水産物の流通過程においては、魚体のサイズが不揃いであったり、漁獲量が少なくロットがまとまらないなどの理由から、非食用に回されたり、低い価格でしか評価されない、いわゆる「未利用魚」が発生しています。しかしながら、近年、この未利用魚を有効活用しようとする動きが広がっています。

未利用魚の活用は、食べ物を粗末にしない、資源を無駄なく利用していこうという点で、「MOTTAINAI」※1 の精神につながるものです。また、これまでは採算が合わないということで有効利用されていなかった未利用魚を、関係者の創意工夫や加工技術により商品化することで新たなビジネスチャンスにつなげている事例もみられます。産地の手取りの向上、魚介類の消費拡大を通じた食料自給率の向上のためにも、水産物の生産から流通、消費に至る各段階の関係者の積極的な取組が重要です。

※1 「MOTTAINAI」とは、2004年にノーベル平和賞を受賞したケニアのワンガリ・マータイ氏が、環境を守る世界共通語として広めることを提唱した日本語。

(卸売市場が未利用魚を活用)

規格外の魚を集めたセット
規格外の魚を集めたセット
五島列島などの好漁場に恵まれた長崎県佐世保市では、多種多様な魚種が水揚げされますが、規格外品も多く発生します。そこで、佐世保の魚市場では、未利用魚を有効活用するため、「魚市場もったいない食堂」を開設し、利用者から好評を得ています。さらに、「もったいないセット」としてインターネット販売も行っています。調理しやすいように下処理を施し、真空パックで包装するとともに、消費者に届くまでの温度管理を徹底し鮮度を保つことで、普段なじみのない魚でもおいしく、手間をかけずに食べられるように工夫されています。

 

(未利用魚で手取り向上)

スーパーマーケットに並ぶ港から直送された漁獲物
スーパーマーケットに並ぶ港から直送された漁獲物
静岡県のいとう漁業協同組合は、自営の定置網漁業の漁獲物の一部を県内で店舗を展開するスーパーマーケットS社に買い取ってもらい、手取りを向上させています。これまで一般に食用として販売されない小型のサバも、水揚げ当日の早い時間に店頭に並び、消費者からも「鮮度が抜群の食べきりサイズの地魚を購入できる」と好評を得ています。

 

(加工技術で未利用魚を活用)

飽和蒸気調理器
飽和蒸気調理器
茨城県波崎地区は、イワシ、サバを主体とするまき網漁業の拠点ですが、燃油価格の高騰や魚価安により厳しい経営環境に置かれ、漁獲物の付加価値の向上が課題となっていました。そこで、同地区の水産加工会社Tでは、まき網漁業者と連携し、これまで養殖用飼料向けに低価格で取引されていた小型のイワシ・サバを原料として、飽和蒸気調理器を使用して骨まで食べられる加工品を開発し、学校給食や大手外食チェーン等への販売を開始しました。

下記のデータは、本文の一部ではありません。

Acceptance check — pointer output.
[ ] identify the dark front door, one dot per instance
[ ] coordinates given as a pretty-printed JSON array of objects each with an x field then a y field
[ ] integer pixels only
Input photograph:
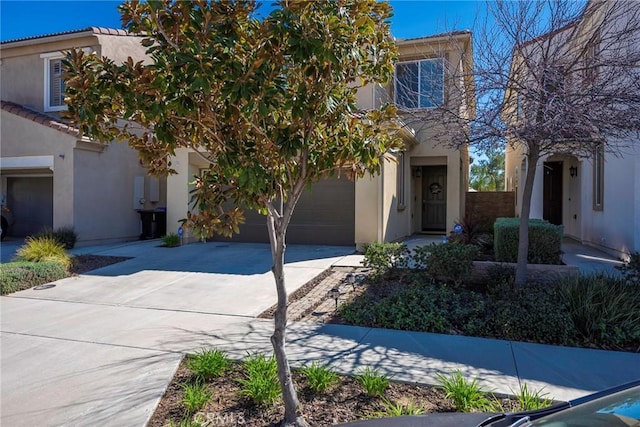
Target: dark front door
[
  {"x": 434, "y": 198},
  {"x": 552, "y": 198},
  {"x": 31, "y": 203}
]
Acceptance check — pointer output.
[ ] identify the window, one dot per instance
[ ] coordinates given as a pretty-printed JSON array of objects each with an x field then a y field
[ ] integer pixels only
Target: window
[
  {"x": 54, "y": 86},
  {"x": 420, "y": 84},
  {"x": 400, "y": 190},
  {"x": 598, "y": 178}
]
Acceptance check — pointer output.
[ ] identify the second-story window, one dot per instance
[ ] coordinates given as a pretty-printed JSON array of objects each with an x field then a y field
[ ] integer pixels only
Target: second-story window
[
  {"x": 54, "y": 86},
  {"x": 420, "y": 84}
]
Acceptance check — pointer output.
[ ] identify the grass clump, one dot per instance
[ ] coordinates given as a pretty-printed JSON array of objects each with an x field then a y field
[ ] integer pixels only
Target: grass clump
[
  {"x": 43, "y": 249},
  {"x": 373, "y": 382},
  {"x": 261, "y": 383},
  {"x": 195, "y": 397},
  {"x": 529, "y": 400},
  {"x": 18, "y": 276},
  {"x": 66, "y": 236},
  {"x": 604, "y": 310},
  {"x": 208, "y": 364},
  {"x": 319, "y": 377},
  {"x": 466, "y": 395}
]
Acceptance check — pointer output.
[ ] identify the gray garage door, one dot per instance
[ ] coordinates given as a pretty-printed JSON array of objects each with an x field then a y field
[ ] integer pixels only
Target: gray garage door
[
  {"x": 31, "y": 203},
  {"x": 325, "y": 215}
]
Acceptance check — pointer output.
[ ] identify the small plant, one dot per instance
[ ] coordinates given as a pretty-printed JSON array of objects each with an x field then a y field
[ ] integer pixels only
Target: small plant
[
  {"x": 471, "y": 231},
  {"x": 40, "y": 249},
  {"x": 66, "y": 236},
  {"x": 605, "y": 310},
  {"x": 631, "y": 269},
  {"x": 397, "y": 409},
  {"x": 374, "y": 383},
  {"x": 529, "y": 400},
  {"x": 208, "y": 364},
  {"x": 466, "y": 395},
  {"x": 385, "y": 259},
  {"x": 18, "y": 276},
  {"x": 195, "y": 397},
  {"x": 261, "y": 380},
  {"x": 171, "y": 240},
  {"x": 187, "y": 422},
  {"x": 319, "y": 378}
]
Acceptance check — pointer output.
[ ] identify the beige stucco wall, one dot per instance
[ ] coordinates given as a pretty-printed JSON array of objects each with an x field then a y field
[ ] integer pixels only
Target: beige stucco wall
[{"x": 93, "y": 184}]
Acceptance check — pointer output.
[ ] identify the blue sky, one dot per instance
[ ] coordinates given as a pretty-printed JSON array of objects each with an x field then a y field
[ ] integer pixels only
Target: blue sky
[{"x": 27, "y": 18}]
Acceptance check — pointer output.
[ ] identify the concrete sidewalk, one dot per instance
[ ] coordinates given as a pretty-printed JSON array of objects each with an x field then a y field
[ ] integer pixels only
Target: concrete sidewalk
[{"x": 99, "y": 349}]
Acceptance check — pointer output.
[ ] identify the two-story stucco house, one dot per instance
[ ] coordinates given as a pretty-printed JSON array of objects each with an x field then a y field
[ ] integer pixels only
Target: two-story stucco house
[
  {"x": 421, "y": 190},
  {"x": 596, "y": 198},
  {"x": 50, "y": 176}
]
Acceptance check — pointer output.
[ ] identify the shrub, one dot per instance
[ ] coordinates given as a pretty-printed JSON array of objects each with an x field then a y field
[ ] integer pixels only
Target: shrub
[
  {"x": 531, "y": 313},
  {"x": 631, "y": 269},
  {"x": 66, "y": 236},
  {"x": 531, "y": 400},
  {"x": 605, "y": 310},
  {"x": 450, "y": 262},
  {"x": 373, "y": 382},
  {"x": 17, "y": 276},
  {"x": 385, "y": 259},
  {"x": 319, "y": 378},
  {"x": 195, "y": 397},
  {"x": 261, "y": 380},
  {"x": 39, "y": 249},
  {"x": 471, "y": 231},
  {"x": 208, "y": 364},
  {"x": 466, "y": 395},
  {"x": 545, "y": 241},
  {"x": 171, "y": 240},
  {"x": 397, "y": 409},
  {"x": 433, "y": 308}
]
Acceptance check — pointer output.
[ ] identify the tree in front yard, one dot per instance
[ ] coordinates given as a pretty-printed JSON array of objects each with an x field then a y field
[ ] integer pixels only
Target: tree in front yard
[
  {"x": 554, "y": 77},
  {"x": 269, "y": 104}
]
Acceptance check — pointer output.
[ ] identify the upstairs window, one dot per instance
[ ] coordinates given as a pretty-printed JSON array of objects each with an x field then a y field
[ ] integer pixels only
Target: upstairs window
[
  {"x": 420, "y": 84},
  {"x": 598, "y": 178},
  {"x": 54, "y": 86}
]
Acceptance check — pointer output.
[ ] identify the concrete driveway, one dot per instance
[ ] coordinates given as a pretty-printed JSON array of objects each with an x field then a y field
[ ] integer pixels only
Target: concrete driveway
[{"x": 99, "y": 349}]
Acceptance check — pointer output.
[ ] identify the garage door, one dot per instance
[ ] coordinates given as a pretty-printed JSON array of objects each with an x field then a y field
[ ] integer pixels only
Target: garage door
[
  {"x": 31, "y": 203},
  {"x": 325, "y": 216}
]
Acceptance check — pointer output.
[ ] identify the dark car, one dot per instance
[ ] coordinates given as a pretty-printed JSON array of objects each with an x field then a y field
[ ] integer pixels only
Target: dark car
[{"x": 615, "y": 407}]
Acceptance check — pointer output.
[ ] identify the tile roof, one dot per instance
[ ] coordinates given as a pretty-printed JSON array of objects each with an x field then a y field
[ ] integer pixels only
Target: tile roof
[
  {"x": 93, "y": 30},
  {"x": 38, "y": 117}
]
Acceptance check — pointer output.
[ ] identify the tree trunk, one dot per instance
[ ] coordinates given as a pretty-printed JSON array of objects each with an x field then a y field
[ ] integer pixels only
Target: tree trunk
[
  {"x": 523, "y": 232},
  {"x": 289, "y": 395}
]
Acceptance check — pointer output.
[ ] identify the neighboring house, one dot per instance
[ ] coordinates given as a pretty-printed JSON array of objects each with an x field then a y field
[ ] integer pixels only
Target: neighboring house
[
  {"x": 51, "y": 177},
  {"x": 595, "y": 198},
  {"x": 421, "y": 190}
]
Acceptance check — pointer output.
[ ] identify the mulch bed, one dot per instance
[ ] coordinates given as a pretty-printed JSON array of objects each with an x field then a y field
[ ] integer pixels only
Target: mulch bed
[{"x": 343, "y": 402}]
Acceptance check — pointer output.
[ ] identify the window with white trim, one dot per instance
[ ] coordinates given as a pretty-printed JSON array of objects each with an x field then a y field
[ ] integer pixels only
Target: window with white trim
[
  {"x": 420, "y": 84},
  {"x": 400, "y": 190},
  {"x": 54, "y": 86}
]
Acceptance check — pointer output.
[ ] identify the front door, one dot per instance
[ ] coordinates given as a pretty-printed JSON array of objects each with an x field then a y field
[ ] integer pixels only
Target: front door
[
  {"x": 552, "y": 197},
  {"x": 434, "y": 198}
]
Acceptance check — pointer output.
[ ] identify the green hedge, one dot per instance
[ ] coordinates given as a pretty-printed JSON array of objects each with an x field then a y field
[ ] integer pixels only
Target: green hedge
[
  {"x": 17, "y": 276},
  {"x": 545, "y": 241}
]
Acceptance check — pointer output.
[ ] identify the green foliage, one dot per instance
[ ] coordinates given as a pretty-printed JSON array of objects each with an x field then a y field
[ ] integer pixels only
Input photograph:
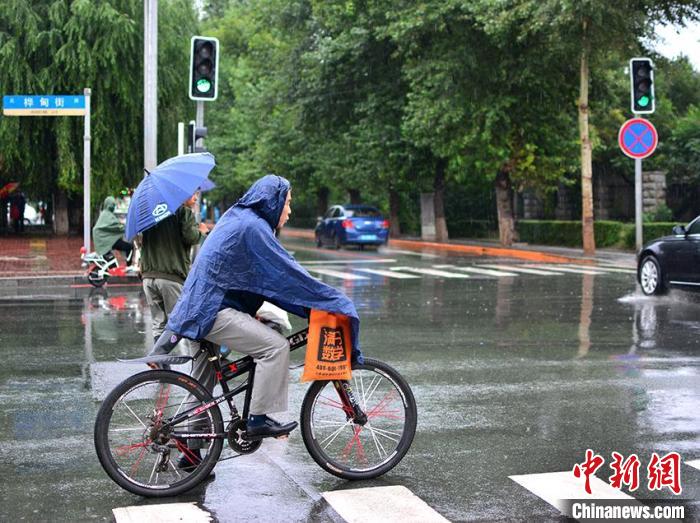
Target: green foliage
[
  {"x": 607, "y": 233},
  {"x": 662, "y": 214}
]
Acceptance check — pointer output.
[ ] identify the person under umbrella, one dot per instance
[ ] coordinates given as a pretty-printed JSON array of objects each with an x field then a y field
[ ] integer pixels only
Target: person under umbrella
[{"x": 240, "y": 265}]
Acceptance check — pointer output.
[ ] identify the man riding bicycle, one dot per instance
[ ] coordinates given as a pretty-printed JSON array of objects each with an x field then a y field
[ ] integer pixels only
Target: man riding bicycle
[{"x": 240, "y": 265}]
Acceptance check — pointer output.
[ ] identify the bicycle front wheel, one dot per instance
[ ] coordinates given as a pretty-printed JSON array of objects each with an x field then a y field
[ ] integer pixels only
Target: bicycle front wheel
[
  {"x": 142, "y": 450},
  {"x": 353, "y": 451}
]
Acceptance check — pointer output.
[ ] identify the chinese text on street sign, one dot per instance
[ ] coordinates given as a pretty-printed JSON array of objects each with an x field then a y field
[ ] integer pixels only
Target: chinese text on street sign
[
  {"x": 638, "y": 138},
  {"x": 43, "y": 105}
]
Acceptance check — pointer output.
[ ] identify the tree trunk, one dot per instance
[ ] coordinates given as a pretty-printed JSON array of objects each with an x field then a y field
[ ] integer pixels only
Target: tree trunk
[
  {"x": 322, "y": 200},
  {"x": 586, "y": 151},
  {"x": 504, "y": 206},
  {"x": 439, "y": 186},
  {"x": 355, "y": 198},
  {"x": 394, "y": 206},
  {"x": 61, "y": 213}
]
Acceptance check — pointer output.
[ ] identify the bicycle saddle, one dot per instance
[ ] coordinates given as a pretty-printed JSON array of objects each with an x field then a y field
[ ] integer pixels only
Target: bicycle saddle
[{"x": 160, "y": 359}]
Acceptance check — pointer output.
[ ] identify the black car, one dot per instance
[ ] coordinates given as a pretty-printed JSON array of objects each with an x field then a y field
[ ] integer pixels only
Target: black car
[{"x": 671, "y": 261}]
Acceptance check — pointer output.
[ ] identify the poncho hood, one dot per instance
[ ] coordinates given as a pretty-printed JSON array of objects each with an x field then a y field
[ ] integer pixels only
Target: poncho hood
[
  {"x": 266, "y": 197},
  {"x": 109, "y": 204},
  {"x": 242, "y": 253}
]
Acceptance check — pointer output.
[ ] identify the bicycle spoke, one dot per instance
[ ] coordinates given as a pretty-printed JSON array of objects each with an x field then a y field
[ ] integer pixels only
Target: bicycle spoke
[
  {"x": 155, "y": 465},
  {"x": 125, "y": 449},
  {"x": 377, "y": 443},
  {"x": 335, "y": 434},
  {"x": 133, "y": 414}
]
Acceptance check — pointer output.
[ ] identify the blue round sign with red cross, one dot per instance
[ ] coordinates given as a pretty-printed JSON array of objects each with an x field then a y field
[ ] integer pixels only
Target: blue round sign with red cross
[{"x": 638, "y": 138}]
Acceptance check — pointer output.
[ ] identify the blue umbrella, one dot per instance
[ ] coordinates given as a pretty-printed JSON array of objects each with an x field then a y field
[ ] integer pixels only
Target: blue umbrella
[{"x": 162, "y": 191}]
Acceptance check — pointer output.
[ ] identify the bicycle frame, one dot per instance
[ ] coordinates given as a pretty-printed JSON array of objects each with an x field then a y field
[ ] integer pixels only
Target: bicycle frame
[{"x": 247, "y": 365}]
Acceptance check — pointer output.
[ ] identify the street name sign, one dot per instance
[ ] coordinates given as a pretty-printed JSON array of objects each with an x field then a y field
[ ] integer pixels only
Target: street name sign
[
  {"x": 43, "y": 105},
  {"x": 638, "y": 138}
]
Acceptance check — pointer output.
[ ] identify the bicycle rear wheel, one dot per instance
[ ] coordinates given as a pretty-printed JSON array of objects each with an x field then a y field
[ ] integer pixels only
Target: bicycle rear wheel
[
  {"x": 353, "y": 451},
  {"x": 138, "y": 447}
]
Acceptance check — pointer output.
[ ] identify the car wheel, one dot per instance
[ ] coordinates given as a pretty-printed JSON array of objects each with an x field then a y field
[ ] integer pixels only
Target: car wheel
[{"x": 650, "y": 277}]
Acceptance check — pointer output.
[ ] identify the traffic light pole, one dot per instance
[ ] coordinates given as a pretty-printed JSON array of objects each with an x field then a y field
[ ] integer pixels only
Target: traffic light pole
[
  {"x": 638, "y": 203},
  {"x": 86, "y": 172},
  {"x": 150, "y": 85},
  {"x": 199, "y": 122}
]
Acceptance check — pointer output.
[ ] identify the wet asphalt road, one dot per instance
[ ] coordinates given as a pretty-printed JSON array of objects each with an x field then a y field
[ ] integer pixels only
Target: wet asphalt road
[{"x": 512, "y": 375}]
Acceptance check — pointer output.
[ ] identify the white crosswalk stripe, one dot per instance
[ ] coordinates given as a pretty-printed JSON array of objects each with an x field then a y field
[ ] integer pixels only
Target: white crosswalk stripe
[
  {"x": 694, "y": 463},
  {"x": 389, "y": 274},
  {"x": 346, "y": 262},
  {"x": 477, "y": 270},
  {"x": 604, "y": 268},
  {"x": 561, "y": 268},
  {"x": 517, "y": 268},
  {"x": 556, "y": 487},
  {"x": 386, "y": 504},
  {"x": 162, "y": 513},
  {"x": 618, "y": 266},
  {"x": 338, "y": 274},
  {"x": 411, "y": 253},
  {"x": 431, "y": 272}
]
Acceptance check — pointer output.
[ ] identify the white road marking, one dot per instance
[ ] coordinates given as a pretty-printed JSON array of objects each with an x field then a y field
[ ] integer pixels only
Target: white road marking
[
  {"x": 556, "y": 487},
  {"x": 476, "y": 270},
  {"x": 164, "y": 513},
  {"x": 389, "y": 274},
  {"x": 618, "y": 266},
  {"x": 348, "y": 261},
  {"x": 601, "y": 268},
  {"x": 385, "y": 504},
  {"x": 430, "y": 272},
  {"x": 412, "y": 253},
  {"x": 339, "y": 274},
  {"x": 517, "y": 268},
  {"x": 560, "y": 268},
  {"x": 694, "y": 463}
]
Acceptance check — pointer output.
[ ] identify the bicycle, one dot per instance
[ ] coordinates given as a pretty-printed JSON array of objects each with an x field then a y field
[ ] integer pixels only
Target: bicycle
[{"x": 355, "y": 431}]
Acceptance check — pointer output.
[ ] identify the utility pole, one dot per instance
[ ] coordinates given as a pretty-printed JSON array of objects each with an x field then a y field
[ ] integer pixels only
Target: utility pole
[{"x": 150, "y": 85}]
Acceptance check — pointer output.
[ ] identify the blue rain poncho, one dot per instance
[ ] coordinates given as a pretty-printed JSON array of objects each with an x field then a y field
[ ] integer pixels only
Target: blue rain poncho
[{"x": 242, "y": 253}]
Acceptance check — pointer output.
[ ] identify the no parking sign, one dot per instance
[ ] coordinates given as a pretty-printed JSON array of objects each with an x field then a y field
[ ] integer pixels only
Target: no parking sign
[{"x": 638, "y": 138}]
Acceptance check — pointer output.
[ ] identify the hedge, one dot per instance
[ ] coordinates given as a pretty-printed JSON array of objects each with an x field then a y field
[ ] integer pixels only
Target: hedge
[{"x": 607, "y": 233}]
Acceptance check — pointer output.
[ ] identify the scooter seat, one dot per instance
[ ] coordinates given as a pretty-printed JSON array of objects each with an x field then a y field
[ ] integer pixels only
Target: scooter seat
[{"x": 160, "y": 359}]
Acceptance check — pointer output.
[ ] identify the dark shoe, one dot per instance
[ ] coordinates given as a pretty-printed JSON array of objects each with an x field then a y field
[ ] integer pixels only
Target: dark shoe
[
  {"x": 267, "y": 428},
  {"x": 188, "y": 462}
]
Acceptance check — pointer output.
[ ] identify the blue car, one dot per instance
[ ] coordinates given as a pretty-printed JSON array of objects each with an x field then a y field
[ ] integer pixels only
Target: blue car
[{"x": 352, "y": 224}]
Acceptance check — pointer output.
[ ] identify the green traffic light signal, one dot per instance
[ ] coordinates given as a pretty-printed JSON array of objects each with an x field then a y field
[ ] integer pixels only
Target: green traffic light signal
[
  {"x": 204, "y": 68},
  {"x": 203, "y": 85}
]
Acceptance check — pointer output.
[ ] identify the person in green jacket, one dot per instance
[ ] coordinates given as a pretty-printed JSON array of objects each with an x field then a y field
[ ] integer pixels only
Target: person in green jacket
[
  {"x": 108, "y": 232},
  {"x": 165, "y": 261}
]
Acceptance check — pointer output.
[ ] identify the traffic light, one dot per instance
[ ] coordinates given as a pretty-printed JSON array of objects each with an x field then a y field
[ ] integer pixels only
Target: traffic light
[
  {"x": 204, "y": 68},
  {"x": 642, "y": 85},
  {"x": 194, "y": 133}
]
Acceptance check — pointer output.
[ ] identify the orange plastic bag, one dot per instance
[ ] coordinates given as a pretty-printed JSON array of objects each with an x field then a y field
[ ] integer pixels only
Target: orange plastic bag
[{"x": 328, "y": 349}]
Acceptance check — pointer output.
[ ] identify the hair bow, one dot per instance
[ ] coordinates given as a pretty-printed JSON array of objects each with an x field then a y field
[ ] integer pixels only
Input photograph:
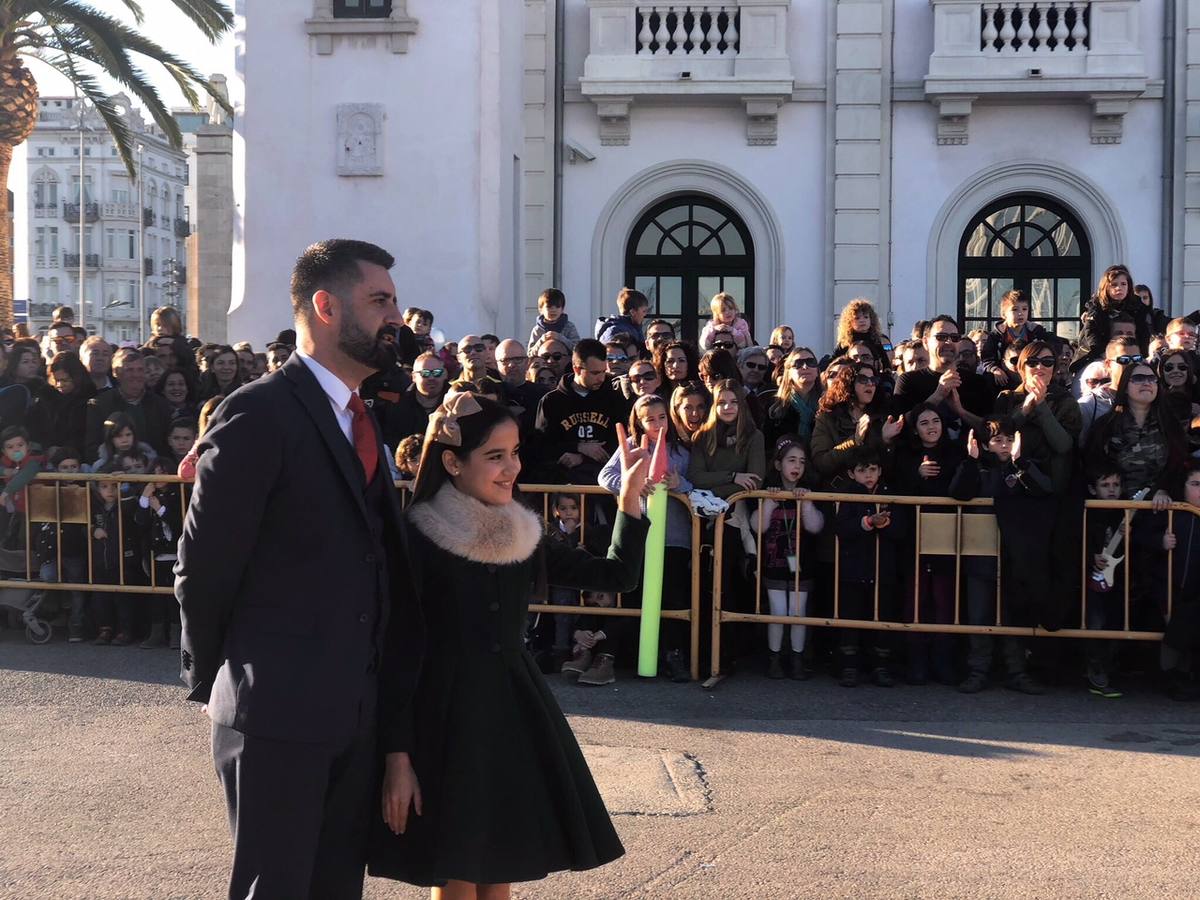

この取組により、小型サイズのサバの平均単価は2倍、イワシは1.5倍となり手取りの向上につながるとともに、水産加工会社でも新たな雇用が生まれました。

 
飽和蒸気調理器により骨まで柔らかくしたサバ
飽和蒸気調理器により骨まで柔らかくしたサバ

 

(未利用部位で商品開発)

中落ち肉をとるための中骨
中落ち肉をとるための中骨
ブリ・カンパチの養殖が盛んな鹿児島県では、これらを活用したフィレー※1 製品等の加工品の製造も行われていますが、加工の過程で生じる中骨等の端材は廃棄物として処理されたり、肥料原料として低価格で取引されていました。

鹿児島県漁連等では、端材の有効活用を検討した結果、中落ち肉を集めれば加工原料として有効活用できると考え、株式会社Kを設立し、県内の加工場からチルドで端材を回収するルートを構築し、ハンバーグ、そぼろ、つみれ等の商品を開発しました。これらの商品はコンビニエンスストアの弁当の原料のほか、学校給食や病院食等としても提供され、鹿児島県の養殖ブリ・カンパチの知名度の向上にも貢献しています。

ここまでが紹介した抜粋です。